学院長は、まるで核爆弾でも握ってるみたいな顔をしていた。

…だいじょぶ?

「ば、ばばば、爆弾っ!?ってことはこの消しゴム、爆発するのっ!?」

「する」

爆発しない爆弾なんて、ただの不発弾じゃん。

爆発しなきゃ意味がない。

「で、でも消しゴムサイズなら、大した威力じゃ…」

「そうだね。精々、半径5メートル以内が消し炭になるくらいかな」

「ぶえっ!?」

『八千代』の補足情報に、謎の声を出す学院長。

「爆発と同時に撒き散らされる破片の範囲は、もっと広い。とはいえ消しゴムサイズだから、それも大したことないよ。この教室全体に飛び散るくらい」

「い、一大事でしょうがっ!」

学院長は、消しゴム型爆弾を片手に、そう叫んだ。

「そ、そんな危険なものが、生徒の机の中に入れられてるなんて…!!じゃあ爆弾が爆発したら、ここに座ってる生徒はしっ…死ぬってことでしょ!?」

「うん、死ぬ。何なら、両隣と後ろの席の人も死ぬね」

「その周囲は、精々軽症〜中症くらいかなー」

「そんな、呑気に言ってる場合じゃありませんっ」

何で、俺達が怒られてんの?

「それ、いつ爆発するの!?」

「さぁ〜?これは遠隔操作式だから、いつ爆発するかは分からない。今にも爆発してもおかしくない、けど…」

「わざわざ生徒の机に仕込んでたってことは、多分生徒を殺すのが目的なんだろうから、起爆するのは、生徒が集まって、授業が始まってからだと思う」

と、『八千代』が俺の言いたいことを代弁してくれた。

この位置なら生徒だけじゃなくて、教壇に立ってる教師も、あわよくば巻き込めるもんね。

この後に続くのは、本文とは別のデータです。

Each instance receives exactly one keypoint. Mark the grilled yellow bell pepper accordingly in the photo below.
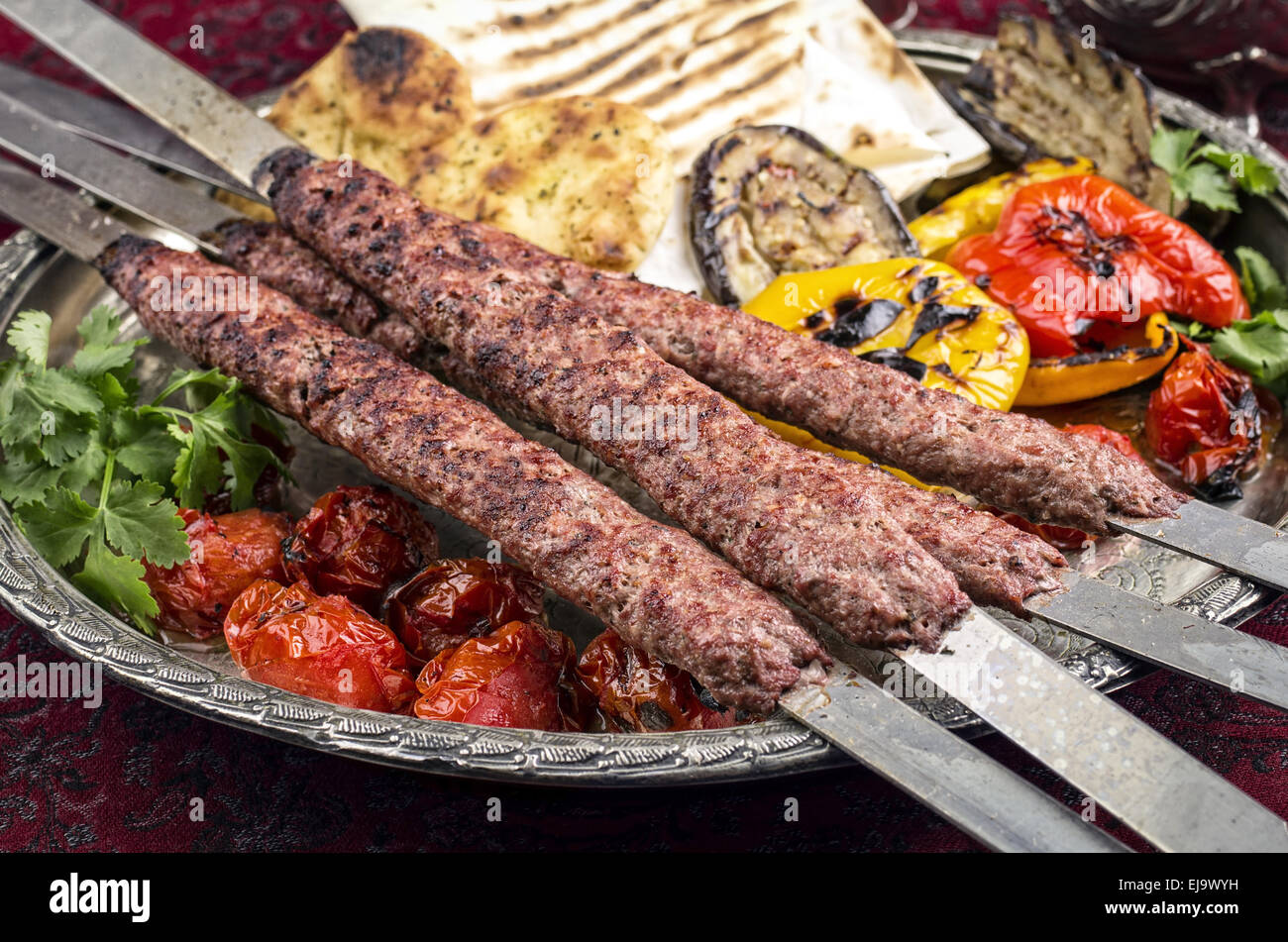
(969, 345)
(977, 209)
(1054, 379)
(917, 315)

多分それが目的で、敢えてこの位置に設置したんだろう。

すると。

「も、もっと隈なく探して!お願いだから!そんなものが校内に残されて、もし爆破されたら、イーニシュフェルト魔導学院はおしまいだよ!」

学院長が、かつてないほどに取り乱して言うので。

「はいはい、分かったよ」

俺は、更に糸を増量して、校内の捜索を始めた。